The original purpose of this project was to create a working implementation of the Restricted Boltzmann Machine (RBM). However, after creating a working RBM function my interest moved to the classification RBM. After creating the classification RBM I got interested in stacking RBMs and Deep Belief Networks (DBN). As the project kept expanding I decided to turn my work into a package. This Readme serves as a description of my package and a small introduction to RBMs, classification RBMs, stacked RBMs and DBNs.
RBM()
RBM()
for classificationStackRBM()
DBN()
Lets start by installing my package from GitHub, this can be done with the following code snippet (installing the package can take a couple of minutes):
# First install devtools
install.packages("devtools")
# Load devtools
library(devtools)
# Install RBM
install_github("TimoMatzen/RBM")
# load RBM
library(RBM)
I have included the MNIST dataset as an example dataset in my package to get you started. The MNIST dataset will be used throughout this document. The MNIST dataset is a hand-written numbers dataset and was downloaded from Kaggle. The data is in the format of a list with a train set, train labels, test set and test labels. Lets load in the data:
# Load the MNIST data
data(MNIST)
Lets also check for a moment whether the data looks like it is supposed to look:
# Lets plot a data example of the train set
image(matrix(MNIST$trainX[2, ], nrow = 28), col = grey(seq(0, 1, length = 256)))
If the data is loaded in correctly it should look something like this:
Oke now we are ready to go on, lets start with the (easiest) model: the Restricted Boltzmann Machine.

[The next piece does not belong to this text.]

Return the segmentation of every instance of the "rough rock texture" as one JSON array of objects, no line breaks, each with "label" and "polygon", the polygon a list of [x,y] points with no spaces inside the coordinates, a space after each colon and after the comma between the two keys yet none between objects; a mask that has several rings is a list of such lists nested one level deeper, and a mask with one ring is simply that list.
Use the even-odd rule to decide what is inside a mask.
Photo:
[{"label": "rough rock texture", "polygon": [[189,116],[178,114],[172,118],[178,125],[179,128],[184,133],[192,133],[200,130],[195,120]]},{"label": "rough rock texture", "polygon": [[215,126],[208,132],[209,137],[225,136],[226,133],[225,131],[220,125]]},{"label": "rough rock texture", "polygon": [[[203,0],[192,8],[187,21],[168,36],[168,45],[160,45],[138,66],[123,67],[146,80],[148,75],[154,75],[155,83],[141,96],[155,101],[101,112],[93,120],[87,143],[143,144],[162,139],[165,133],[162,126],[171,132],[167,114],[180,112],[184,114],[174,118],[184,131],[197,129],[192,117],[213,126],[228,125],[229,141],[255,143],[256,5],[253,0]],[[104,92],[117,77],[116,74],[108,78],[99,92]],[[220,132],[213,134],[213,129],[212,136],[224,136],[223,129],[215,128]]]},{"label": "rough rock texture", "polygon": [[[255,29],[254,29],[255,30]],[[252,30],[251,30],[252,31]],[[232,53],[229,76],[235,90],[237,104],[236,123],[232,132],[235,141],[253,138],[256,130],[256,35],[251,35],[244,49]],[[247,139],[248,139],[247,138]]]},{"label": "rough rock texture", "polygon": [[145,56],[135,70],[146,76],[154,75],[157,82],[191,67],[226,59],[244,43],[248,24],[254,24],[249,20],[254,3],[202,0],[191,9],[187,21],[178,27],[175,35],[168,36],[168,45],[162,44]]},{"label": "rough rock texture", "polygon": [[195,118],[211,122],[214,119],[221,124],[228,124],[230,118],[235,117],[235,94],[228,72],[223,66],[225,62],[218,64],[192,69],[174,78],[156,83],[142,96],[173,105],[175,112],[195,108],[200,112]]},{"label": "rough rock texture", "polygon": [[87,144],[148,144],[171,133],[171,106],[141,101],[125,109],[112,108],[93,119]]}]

Lets start with a small introduction on the Restricted Boltzmann Machine and it's uses. RBMs are undirected graphs (graphical models) belonging to the family of Boltzmann machines, they are used as generative data models (Hinton, 2010). RBMs can be used for data reduction (like PCA) and can also be adjusted for classification purposes (Larochelle et al., 2012). They consist of only two layers of nodes, namely, a hidden layer with hidden nodes and a visible layer consisting of nodes that represent the data. In most applications the visible layer is represented by binary units, in the examples of this Readme we use the pixel values of the MNIST data which are normalized so they lie between 0 and 1. You can see a graphical representation of the RBM below:
Although RBMs belong to the family of Boltzmann Machines; they are not the same as Boltzmann Machines. They are a restricted version of the Boltzmann Machine as the nodes within a layer can only have connections to nodes in a different layer. This seemingly small difference between the Boltzmann Machine and the RBM actually makes for a huge difference. Due to the lack of connections between nodes within the hidden and visible layers the RBM is a complete bipartite graph. Complete bipartite graphs have a nice property, namely, the nodes within a layer are conditionally independent given the other layer. This makes RBMs a lot easier and efficient to train than the original Boltzmann machine. As the nodes within a layer are conditionally independent of each other given the other layer we can sample all the nodes in the hidden layer given the visible layer at the same time and vice-versa. We can do this by performing Gibbs sampling, we set the visible layer to a random data sample and then sample the hidden layer from the visible layer (positive phase) and then reconstruct the visible layer by sampling the visible layer from the hidden layer (negative phase). in theory you repeat this process until the samples are coming from the the same distribution as the data (reach equilibrium). However, in the case of RBMs, Hinton (2002) showed that you only need to run Gibbs sampling for a couple of iterations before adjusting the weights and that this also works well and is a lot faster-this method is called contrastive divergence (CD). In fact, most RBM learning algorithms get great results by only running one iteration of CD (Hinton, 2010) and that is also what I did in the CD function that I wrote.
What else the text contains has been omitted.